Give relative motion as expressed by 3, surface plate surface.

The workpiece is polished using a pre-applied lapping agent.

Although it is processed, even if the surface plate is flat.

- The polished surface is not flat and is generally used during work.

It has a convex shape with 6 parts sticking out. In other words, the outer circumference of the workpiece has a sagging shape, so the flatness is 0.1 pm.

During high-precision polishing processing where order is an issue.

It was a topic. 1゜ [Object of the Invention] The object of the present invention is to solve the above-mentioned drawbacks of the prior art, and to provide a polishing device that improves the transferability of the cross-sectional shape of the workpiece to the precision of the surface plate, and improves the flatness or asphericity of the workpiece. It's about doing.

5 [Summary of the Invention] The amount of polishing per unit area of the polished surface of a workpiece is proportional to the product of the polishing pressure acting on that point and the polishing distance of that point. By the way, at the outer periphery of the workpiece.

Stress concentration due to polishing pressure acts, and the polishing pressure shows a distribution that gradually increases rapidly from the center of the workpiece to the outer part, and it is physically impossible to eliminate this.

Therefore, the polishing efficiency of the outer circumference of the workpiece is inevitably high.

This will cause dripping around the workpiece. In the present invention:

In order to improve this, the above-mentioned polishing distance is changed between the central part and the outer periphery of the workpiece. 6 [Embodiments of the Invention] The following describes an XY sliding wrap device to which the present invention is applied.

1, and also to give the resurge melon motion 3.

The movement mechanism is shown in Figure 3. Here, the workpiece 1 is fixed to a holder 4 via a spherical bearing 5.

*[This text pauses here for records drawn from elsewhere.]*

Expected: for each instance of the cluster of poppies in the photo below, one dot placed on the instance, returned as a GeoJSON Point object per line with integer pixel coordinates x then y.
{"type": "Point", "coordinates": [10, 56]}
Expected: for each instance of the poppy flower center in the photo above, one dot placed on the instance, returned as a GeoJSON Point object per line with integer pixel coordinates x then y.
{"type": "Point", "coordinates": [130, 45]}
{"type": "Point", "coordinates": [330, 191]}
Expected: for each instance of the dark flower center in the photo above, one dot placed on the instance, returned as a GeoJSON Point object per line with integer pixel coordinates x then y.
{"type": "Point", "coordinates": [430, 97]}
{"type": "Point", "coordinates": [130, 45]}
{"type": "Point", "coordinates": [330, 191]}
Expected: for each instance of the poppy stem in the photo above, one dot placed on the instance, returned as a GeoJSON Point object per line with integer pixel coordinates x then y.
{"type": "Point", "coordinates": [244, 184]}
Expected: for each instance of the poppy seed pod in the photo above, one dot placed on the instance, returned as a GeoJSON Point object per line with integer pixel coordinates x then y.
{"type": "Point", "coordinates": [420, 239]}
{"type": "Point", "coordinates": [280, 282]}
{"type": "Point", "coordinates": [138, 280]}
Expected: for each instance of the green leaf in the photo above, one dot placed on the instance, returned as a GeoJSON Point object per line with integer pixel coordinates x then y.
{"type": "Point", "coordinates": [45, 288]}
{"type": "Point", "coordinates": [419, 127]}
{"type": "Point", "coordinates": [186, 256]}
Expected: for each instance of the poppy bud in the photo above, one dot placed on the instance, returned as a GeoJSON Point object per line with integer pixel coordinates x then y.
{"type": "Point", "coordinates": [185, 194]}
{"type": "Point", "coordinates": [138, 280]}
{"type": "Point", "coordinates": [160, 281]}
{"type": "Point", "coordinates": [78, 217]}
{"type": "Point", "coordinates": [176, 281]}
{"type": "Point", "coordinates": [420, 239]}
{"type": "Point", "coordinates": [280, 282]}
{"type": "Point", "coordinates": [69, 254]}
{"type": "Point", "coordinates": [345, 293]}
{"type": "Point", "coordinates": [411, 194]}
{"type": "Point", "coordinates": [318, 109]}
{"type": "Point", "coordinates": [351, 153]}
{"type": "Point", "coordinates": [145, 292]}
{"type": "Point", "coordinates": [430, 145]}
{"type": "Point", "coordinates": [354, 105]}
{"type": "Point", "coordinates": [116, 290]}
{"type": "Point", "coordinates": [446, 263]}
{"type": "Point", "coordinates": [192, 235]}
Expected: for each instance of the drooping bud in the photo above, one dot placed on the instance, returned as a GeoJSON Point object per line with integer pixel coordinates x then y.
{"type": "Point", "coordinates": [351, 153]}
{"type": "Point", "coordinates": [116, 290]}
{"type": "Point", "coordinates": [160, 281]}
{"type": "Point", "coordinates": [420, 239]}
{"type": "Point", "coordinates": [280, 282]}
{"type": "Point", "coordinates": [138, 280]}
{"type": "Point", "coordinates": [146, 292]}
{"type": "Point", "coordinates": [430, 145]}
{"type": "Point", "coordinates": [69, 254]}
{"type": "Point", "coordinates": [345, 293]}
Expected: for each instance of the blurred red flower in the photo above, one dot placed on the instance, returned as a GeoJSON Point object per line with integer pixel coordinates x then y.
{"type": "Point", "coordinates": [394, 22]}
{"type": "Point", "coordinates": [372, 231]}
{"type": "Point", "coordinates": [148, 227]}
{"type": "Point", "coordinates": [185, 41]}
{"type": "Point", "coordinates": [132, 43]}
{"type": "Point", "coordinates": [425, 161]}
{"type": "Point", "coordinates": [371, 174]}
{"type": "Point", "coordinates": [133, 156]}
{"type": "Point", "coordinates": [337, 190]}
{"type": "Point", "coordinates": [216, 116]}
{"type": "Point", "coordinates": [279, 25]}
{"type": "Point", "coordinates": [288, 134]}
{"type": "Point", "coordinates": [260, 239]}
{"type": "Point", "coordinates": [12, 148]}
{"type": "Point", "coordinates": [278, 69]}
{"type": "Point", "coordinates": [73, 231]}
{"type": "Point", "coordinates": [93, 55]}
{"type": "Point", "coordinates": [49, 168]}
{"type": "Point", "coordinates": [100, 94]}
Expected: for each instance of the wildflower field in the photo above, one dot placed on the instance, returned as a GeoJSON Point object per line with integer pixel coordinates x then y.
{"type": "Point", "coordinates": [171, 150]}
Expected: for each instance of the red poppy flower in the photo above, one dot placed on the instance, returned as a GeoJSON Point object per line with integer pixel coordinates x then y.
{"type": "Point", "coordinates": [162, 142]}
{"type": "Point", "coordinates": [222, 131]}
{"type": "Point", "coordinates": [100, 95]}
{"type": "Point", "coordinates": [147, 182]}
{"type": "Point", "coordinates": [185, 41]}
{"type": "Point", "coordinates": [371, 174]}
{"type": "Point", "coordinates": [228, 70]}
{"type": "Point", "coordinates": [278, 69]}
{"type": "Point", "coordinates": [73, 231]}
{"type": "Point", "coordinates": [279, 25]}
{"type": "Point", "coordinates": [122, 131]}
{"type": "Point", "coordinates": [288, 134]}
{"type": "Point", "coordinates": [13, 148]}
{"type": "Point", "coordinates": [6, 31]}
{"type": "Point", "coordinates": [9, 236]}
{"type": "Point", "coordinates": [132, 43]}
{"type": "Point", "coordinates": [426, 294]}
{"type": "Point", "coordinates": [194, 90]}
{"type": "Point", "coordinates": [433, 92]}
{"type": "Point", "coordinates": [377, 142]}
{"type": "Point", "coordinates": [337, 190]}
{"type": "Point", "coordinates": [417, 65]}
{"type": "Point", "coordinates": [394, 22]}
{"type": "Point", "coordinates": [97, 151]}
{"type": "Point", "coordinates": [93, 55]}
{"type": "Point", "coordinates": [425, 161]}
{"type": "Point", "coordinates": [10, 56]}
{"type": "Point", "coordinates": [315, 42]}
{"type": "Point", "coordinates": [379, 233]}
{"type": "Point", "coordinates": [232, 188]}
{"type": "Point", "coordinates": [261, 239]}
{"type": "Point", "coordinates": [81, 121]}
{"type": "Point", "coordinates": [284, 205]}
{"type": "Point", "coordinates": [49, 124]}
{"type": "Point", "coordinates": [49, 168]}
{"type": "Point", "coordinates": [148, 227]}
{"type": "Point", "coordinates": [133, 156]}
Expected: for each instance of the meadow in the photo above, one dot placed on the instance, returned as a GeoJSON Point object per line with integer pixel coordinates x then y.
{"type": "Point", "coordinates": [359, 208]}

A polishing load PO is applied by a rod 6. .

Therefore, the workpiece can always be polished following the surface of the surface plate. Also, the rod 6 is a bearing 7 and an arm.

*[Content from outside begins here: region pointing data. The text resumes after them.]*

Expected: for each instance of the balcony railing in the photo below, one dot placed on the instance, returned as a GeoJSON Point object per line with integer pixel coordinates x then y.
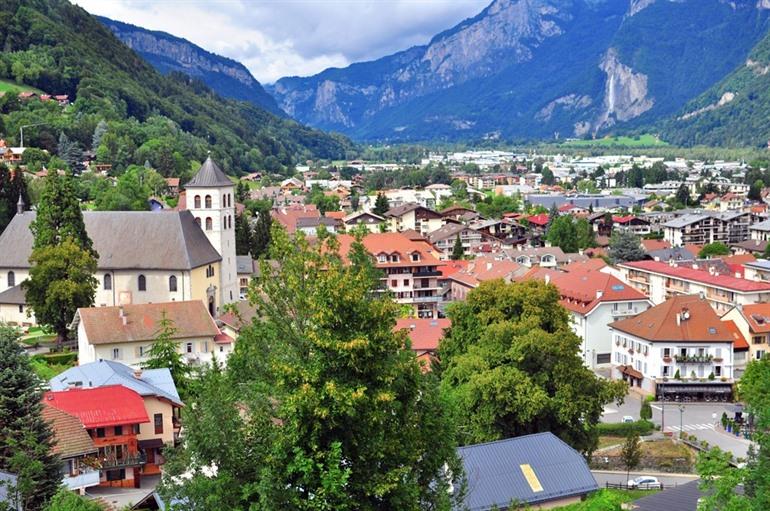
{"type": "Point", "coordinates": [693, 359]}
{"type": "Point", "coordinates": [85, 479]}
{"type": "Point", "coordinates": [127, 461]}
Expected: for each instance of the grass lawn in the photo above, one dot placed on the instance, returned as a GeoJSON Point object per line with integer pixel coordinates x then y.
{"type": "Point", "coordinates": [640, 141]}
{"type": "Point", "coordinates": [9, 86]}
{"type": "Point", "coordinates": [607, 500]}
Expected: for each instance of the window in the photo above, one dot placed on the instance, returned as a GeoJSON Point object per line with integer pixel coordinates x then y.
{"type": "Point", "coordinates": [116, 475]}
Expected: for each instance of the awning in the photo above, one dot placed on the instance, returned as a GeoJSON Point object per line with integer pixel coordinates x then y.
{"type": "Point", "coordinates": [630, 371]}
{"type": "Point", "coordinates": [153, 443]}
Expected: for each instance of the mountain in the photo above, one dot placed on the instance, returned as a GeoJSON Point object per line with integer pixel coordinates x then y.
{"type": "Point", "coordinates": [167, 53]}
{"type": "Point", "coordinates": [127, 112]}
{"type": "Point", "coordinates": [526, 69]}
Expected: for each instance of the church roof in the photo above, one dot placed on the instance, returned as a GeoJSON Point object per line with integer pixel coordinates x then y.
{"type": "Point", "coordinates": [135, 240]}
{"type": "Point", "coordinates": [209, 176]}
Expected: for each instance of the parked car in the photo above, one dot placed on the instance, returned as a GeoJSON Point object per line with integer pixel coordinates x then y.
{"type": "Point", "coordinates": [645, 483]}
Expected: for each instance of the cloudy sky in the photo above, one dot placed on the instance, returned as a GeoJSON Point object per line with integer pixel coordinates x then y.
{"type": "Point", "coordinates": [276, 38]}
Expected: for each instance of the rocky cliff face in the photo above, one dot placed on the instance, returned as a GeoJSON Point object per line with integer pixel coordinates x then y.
{"type": "Point", "coordinates": [536, 68]}
{"type": "Point", "coordinates": [168, 53]}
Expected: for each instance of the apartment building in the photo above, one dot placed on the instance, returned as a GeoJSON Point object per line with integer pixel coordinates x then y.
{"type": "Point", "coordinates": [707, 227]}
{"type": "Point", "coordinates": [679, 347]}
{"type": "Point", "coordinates": [410, 270]}
{"type": "Point", "coordinates": [662, 280]}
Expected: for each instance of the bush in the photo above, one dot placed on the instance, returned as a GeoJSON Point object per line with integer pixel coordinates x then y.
{"type": "Point", "coordinates": [642, 427]}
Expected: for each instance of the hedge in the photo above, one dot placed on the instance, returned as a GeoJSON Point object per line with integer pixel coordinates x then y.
{"type": "Point", "coordinates": [625, 428]}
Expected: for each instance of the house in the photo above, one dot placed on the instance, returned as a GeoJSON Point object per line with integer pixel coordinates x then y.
{"type": "Point", "coordinates": [366, 218]}
{"type": "Point", "coordinates": [112, 416]}
{"type": "Point", "coordinates": [539, 471]}
{"type": "Point", "coordinates": [594, 299]}
{"type": "Point", "coordinates": [753, 323]}
{"type": "Point", "coordinates": [180, 255]}
{"type": "Point", "coordinates": [156, 388]}
{"type": "Point", "coordinates": [410, 270]}
{"type": "Point", "coordinates": [661, 280]}
{"type": "Point", "coordinates": [679, 347]}
{"type": "Point", "coordinates": [75, 447]}
{"type": "Point", "coordinates": [413, 216]}
{"type": "Point", "coordinates": [424, 335]}
{"type": "Point", "coordinates": [444, 239]}
{"type": "Point", "coordinates": [125, 333]}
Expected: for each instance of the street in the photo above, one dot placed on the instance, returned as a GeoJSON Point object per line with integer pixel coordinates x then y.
{"type": "Point", "coordinates": [699, 419]}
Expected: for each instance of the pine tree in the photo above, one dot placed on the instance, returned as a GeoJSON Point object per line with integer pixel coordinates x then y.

8. Driven by an eccentric shaft 10 via a bearing 9.

The eccentric shaft 10 rotates while being eccentric from the center axis of the rotating disk 11 by an amount e relative to the central axis of the rotating disk 11 which is rotationally driven by the motor 14.

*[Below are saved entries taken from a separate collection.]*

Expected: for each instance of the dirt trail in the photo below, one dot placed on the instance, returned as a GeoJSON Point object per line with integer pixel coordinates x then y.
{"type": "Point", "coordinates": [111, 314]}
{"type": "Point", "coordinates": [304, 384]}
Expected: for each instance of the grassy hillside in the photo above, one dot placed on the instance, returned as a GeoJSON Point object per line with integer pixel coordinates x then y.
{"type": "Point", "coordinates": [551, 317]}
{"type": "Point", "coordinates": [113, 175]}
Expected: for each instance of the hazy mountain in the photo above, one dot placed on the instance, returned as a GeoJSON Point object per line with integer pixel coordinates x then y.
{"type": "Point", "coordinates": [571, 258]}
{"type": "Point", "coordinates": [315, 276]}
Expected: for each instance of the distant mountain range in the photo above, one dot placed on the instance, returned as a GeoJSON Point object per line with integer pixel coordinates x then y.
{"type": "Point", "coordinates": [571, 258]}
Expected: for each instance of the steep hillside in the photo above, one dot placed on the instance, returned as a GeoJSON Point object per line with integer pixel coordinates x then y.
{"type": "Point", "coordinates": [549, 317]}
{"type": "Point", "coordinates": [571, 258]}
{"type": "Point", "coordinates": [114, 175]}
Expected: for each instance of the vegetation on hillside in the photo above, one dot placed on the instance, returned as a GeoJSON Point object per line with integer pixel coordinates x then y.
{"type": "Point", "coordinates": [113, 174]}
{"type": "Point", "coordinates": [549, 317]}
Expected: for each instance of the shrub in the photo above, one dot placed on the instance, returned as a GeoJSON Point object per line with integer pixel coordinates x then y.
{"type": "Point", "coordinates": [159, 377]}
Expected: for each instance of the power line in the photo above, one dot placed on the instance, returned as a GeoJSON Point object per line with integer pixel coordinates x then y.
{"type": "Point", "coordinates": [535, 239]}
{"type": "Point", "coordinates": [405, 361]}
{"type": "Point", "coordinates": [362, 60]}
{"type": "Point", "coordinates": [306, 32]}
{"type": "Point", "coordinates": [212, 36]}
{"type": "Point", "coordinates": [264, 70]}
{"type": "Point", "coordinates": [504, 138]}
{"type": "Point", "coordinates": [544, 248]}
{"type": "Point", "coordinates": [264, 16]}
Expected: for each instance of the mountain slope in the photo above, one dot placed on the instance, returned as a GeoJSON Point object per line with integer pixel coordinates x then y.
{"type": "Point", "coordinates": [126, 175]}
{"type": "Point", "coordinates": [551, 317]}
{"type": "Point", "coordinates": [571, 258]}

With such a link mechanism, the workpiece 1 reciprocates on one axis along the arm 80 guide surface (not shown). If this is taken as the X axis, by providing a similar drive mechanism in the direction orthogonal to this, the workpiece can be moved in an XY reciprocating manner with respect to the surface plate, and two surge figures can be drawn. Of course,
.

Move the surface plate in XY motion without moving the workpiece.

The same is true.　　　　　　　　　　　　　.

In such an XY sliding lapping device, stress concentration due to polishing pressure acts on the outer periphery of the workpiece, as shown in FIG.

As shown in (1), the cross-sectional shape of the workpiece is narrow at the periphery.

It is processed into a convex shape. However, Figure 2.

For moving the workpiece from one end to the other, as shown.

Set the distance 12 longer than the length to of the surface plate, and measure the workpiece.

Given the amount of protrusion, the response at the outer periphery of the surface plate.

The concentration of force extends to the center of the workpiece, and the workpiece again.

In the peripheral area, the time that is not used for polishing increases.

Since the grinding distance is reduced from the central part, it is possible to improve the sagging around the workpiece, and conversely, the workpiece is machined into a middle gate shape as shown in FIG. 4(2).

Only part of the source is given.